StudentHack V winners using Ultrahaptics’ technology
Hackathons are a great place to test out new technologies. Approximately 400 students converged at Manchester’s MediaCity in March for StudentHack V. With an endless supply of caffeine, pizza, and APIs, they had 36 hours to learn and build a product – no sleep required. Can a small team of undergraduate students innovate and develop a cool “hack”?
Students at StudentHack V experiencing Ultrahaptics’ technology
Best hack using haptics technology
You’d be amazed! In fact, team A-maze-ball amazed not only us, but also the whole judging committee. As a result, receiving 1st prize for Best Hack. The two-person team used an Ultrahaptics TOUCH Development kit to control a moving platform. Tilting up and down, and left and right according to the tilt of the user’s palm. Guiding a metal ball through a labyrinth maze. The user received haptic feedback on the palm of her hand via focused ultrasound. Indicating the extent of the platform tilt. This fun game integrated haptics and gesture recognition. The team used an Arduino Uno, two servo motors, and a laser cut plywood board. It had it all – a total hack!

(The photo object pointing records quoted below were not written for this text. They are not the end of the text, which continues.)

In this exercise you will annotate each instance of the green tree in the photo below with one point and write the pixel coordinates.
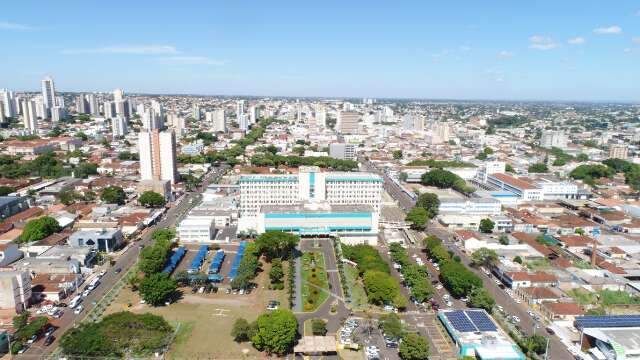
(318, 327)
(156, 288)
(276, 274)
(484, 257)
(417, 217)
(276, 244)
(486, 226)
(113, 195)
(6, 190)
(391, 325)
(381, 287)
(39, 229)
(430, 202)
(151, 199)
(413, 347)
(538, 168)
(480, 298)
(276, 332)
(241, 330)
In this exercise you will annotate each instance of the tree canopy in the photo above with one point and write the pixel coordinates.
(40, 228)
(276, 332)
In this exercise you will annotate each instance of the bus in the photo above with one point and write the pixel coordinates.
(75, 301)
(93, 284)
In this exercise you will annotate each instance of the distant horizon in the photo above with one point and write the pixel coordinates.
(549, 51)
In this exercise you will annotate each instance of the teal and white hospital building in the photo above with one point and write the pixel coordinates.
(313, 203)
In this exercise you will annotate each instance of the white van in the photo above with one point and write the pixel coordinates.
(75, 301)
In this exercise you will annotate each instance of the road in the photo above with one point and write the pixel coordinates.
(557, 350)
(127, 259)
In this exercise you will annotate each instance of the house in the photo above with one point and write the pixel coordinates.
(565, 311)
(9, 253)
(106, 240)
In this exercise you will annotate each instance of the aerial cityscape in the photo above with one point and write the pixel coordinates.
(250, 181)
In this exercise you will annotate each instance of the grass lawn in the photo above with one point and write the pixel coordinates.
(206, 319)
(358, 295)
(314, 273)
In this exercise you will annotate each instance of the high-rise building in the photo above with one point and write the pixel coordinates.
(58, 113)
(82, 107)
(157, 155)
(48, 93)
(342, 151)
(552, 138)
(217, 120)
(151, 120)
(195, 112)
(94, 107)
(347, 122)
(29, 115)
(618, 151)
(118, 95)
(9, 103)
(119, 126)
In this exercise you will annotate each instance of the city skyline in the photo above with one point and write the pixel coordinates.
(541, 52)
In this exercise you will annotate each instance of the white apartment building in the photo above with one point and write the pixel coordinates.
(157, 155)
(119, 126)
(348, 122)
(217, 120)
(470, 206)
(309, 185)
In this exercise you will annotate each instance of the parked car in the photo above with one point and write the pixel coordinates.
(49, 340)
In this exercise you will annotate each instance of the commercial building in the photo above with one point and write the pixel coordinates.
(618, 151)
(552, 138)
(106, 240)
(11, 205)
(613, 337)
(15, 290)
(347, 122)
(119, 126)
(199, 230)
(217, 120)
(308, 187)
(342, 151)
(157, 155)
(477, 336)
(470, 206)
(354, 224)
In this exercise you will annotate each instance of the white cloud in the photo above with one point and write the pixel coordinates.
(191, 60)
(576, 41)
(615, 29)
(5, 25)
(539, 42)
(127, 49)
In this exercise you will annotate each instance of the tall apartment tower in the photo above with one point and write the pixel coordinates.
(157, 155)
(119, 126)
(618, 151)
(48, 93)
(347, 122)
(217, 120)
(29, 115)
(9, 103)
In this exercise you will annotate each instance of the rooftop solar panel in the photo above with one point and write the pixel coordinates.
(481, 320)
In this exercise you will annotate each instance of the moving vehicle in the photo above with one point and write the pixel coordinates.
(75, 301)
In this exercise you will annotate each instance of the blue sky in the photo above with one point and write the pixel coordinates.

Winners of ‘Best Hack’ at StudentHack V, team ‘A-Maze-Ball’ with Applications Engineer, David Fee and Academic Program Manager, Orestis Georgiou
StudentHack V winners – Best VR hack
Ever heard of a game called Guitar Hero? It’s a rhythm game based around playing along to music using a guitar-shaped peripheral. Using this as inspiration, a four person team developed the equivalent of Bongo Hero. They used an Ultrahaptics Evaluation kit and an Oculus Rift VR headset. The user selects a song which is then processed to extract rhythm information. Using this to provide visual cues for tapping the left and right bongos. Then for each correct tap, haptic feedback is provided to the user’s palm or fingers via focused ultrasound waves. As a result making the experience evermore immersive and fun. This is why the hackathon judges awarded the team 1st prize for Best VR hack.

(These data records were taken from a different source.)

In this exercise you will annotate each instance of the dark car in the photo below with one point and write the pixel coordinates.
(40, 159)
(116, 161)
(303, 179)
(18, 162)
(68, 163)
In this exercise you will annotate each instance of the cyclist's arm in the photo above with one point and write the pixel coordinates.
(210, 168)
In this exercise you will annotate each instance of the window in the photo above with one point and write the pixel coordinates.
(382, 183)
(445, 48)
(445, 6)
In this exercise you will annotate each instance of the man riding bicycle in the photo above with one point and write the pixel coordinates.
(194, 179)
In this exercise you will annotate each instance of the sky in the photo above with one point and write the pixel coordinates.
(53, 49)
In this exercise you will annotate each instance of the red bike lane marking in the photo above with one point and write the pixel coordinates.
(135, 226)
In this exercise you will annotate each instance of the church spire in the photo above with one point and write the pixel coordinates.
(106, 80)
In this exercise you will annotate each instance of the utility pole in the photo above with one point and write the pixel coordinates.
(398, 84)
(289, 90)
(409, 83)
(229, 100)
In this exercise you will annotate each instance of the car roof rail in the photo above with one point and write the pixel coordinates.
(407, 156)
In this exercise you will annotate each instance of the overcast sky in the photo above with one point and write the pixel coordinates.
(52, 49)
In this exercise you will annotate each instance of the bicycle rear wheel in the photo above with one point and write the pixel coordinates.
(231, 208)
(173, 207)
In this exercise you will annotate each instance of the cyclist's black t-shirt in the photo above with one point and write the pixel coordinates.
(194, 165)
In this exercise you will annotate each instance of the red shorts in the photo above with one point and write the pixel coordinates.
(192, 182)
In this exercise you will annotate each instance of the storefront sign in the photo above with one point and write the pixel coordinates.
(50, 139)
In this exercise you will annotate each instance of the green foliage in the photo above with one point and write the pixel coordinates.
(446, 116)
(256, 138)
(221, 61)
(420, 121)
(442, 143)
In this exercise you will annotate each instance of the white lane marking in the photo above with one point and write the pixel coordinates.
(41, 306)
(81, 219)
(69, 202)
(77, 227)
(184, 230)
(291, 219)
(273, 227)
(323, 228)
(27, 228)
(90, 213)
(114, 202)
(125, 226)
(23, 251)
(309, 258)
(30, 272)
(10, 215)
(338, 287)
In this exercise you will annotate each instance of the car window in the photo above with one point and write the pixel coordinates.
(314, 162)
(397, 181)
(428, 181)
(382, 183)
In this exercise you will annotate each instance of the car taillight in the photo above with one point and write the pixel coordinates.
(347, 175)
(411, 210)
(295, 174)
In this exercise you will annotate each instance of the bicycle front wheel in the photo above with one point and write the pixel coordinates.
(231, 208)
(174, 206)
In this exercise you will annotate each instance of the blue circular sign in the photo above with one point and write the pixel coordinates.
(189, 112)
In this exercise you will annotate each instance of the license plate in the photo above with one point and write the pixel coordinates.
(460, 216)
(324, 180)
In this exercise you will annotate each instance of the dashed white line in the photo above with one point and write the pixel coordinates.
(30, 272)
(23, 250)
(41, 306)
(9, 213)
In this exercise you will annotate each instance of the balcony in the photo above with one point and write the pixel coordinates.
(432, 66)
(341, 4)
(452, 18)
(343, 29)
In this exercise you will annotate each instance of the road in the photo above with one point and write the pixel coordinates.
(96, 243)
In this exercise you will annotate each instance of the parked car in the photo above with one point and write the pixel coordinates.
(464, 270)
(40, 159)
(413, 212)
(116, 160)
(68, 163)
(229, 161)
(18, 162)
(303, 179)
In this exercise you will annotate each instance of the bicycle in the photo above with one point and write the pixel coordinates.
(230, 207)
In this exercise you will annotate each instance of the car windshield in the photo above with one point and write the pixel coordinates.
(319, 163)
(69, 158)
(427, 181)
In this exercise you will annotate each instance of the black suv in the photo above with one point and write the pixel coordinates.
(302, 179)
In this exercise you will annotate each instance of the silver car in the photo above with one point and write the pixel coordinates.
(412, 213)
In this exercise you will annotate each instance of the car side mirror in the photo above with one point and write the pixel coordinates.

Applications Engineer, David Fee and Academic Program Manager, Orestis Georgiou with the winners of ‘Best VR Hack’ at StudentHack V
“If a group of undergraduate students are able to realise such cool prototypes in 36 hours, can you imagine what a team of experienced engineers can put together? I’m super excited about the diversity in applications that Ultrahaptics finds use and keen to see how far and wide the academic community can take our platform.”